From Publishers Weekly

The retrofitted U.S. Navy tugboat Polaris set out on an expedition for the North Pole in 1872. After getting stuck among ice floes off the coast of Greenland for months, its multinational crew of 25 (plus eight women and children) were separated, with half trapped on the ship and the others trapped on an ice floe onto which they had temporarily decamped. Poet and novelist Heighton (The Shadow Boxer) brilliantly riffs off (and presents snippets of) the diary and memoir of real-life Lt. George Tyson, who was among the ice floe denizens; they survived seven more months before being rescued. When the captain dies under mysterious circumstances, Heighton focuses on Kruger, a German nonconformist who believes "the idiot willingness to take sides is what feeds the abattoir of history." Latent romantic feelings between Kruger and the group's married Esquimau translator, Tukulito, or "Hannah," further complicate an already desperate situation. Tyson, who eventually took command, skillfully manages to steer the diminishing floe to waters frequented by sealers and steamers. Heighton is terrific on the group's isolation and Tyson's often laconic responses to it.

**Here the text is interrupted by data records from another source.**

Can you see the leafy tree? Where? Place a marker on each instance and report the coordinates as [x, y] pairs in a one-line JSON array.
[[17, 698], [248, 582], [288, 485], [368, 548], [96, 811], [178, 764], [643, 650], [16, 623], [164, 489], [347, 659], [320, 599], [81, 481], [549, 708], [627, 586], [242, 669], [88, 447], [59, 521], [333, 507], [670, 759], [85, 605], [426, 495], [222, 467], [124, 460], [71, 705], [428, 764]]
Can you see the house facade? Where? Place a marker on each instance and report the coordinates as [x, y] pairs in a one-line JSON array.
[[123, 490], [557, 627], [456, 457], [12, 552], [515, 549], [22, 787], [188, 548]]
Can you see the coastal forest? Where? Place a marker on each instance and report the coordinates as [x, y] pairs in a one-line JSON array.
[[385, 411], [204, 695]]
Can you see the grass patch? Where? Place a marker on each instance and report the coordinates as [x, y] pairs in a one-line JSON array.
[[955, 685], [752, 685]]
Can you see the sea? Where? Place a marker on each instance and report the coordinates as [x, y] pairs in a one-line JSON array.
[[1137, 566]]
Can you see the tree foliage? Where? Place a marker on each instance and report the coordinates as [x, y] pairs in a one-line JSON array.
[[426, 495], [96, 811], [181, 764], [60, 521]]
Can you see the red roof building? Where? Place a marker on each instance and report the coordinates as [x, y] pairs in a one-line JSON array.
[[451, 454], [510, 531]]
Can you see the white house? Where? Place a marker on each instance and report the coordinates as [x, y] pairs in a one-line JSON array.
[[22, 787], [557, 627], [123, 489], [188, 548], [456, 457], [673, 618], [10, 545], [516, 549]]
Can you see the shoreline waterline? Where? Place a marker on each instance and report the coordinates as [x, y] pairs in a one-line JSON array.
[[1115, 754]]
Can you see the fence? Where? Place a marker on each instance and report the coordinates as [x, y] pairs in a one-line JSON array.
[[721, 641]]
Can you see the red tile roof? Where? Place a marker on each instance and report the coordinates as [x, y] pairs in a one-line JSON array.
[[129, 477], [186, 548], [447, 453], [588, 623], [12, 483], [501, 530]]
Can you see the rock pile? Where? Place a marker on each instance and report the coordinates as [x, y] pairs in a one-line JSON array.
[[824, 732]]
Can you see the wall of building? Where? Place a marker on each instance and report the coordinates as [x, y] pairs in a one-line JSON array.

He's less good in dramatizing the postexpedition lives of Tukulito, Tyson and Kruger, but this novel's scale, its delight in detail and its psychological insight make it an exceptionally satisfying adventure.
Copyright © Reed Business Information, a division of Reed Elsevier Inc. All rights reserved. --This text refers to an out of print or unavailable edition of this title.

From Booklist

Heighton revisits the catastrophe of the 1871 Polaris expedition, in which 19 members of the crew were cast adrift on the ice off the coast of Greenland. Using the historical record to ground his fictional recounting of what happened once these men, women, and children were accidentally separated from the ship, he then allows his imagination to supply the stories behind the tension that drove the small group apart. Heighton also follows the lives of three of the survivors after their rescue, showing how easily memories can become flawed in the light of public approval and how casually events can be interpreted in many different ways. Ultimately, Heighton suggests that surviving on the ice is the easy thing to do when compared to life in a waiting world with its own ideas about exploration and bravery. It is never easy choosing sides in any drama, shows the author, and it is even more difficult to explain those choices in the years that follow. Colleen Mondor
Copyright © American Library Association. All rights reserved --This text refers to an out of print or unavailable edition of this title.

Product Details

  • Paperback: 416 pages
  • Publisher: Vintage Canada (August 1, 2006)
  • Language: English
  • ISBN-10: 0676976786
  • ISBN-13: 978-0676976786
  • Product Dimensions: 8 x 5.1 x 1 inches
  • Shipping Weight: 12.8 ounces
  • Average Customer Review: 4.8 out of 5 stars  See all reviews (8 customer reviews)
  • Amazon Best Sellers Rank: #9,794,220 in Books (See Top 100 in Books)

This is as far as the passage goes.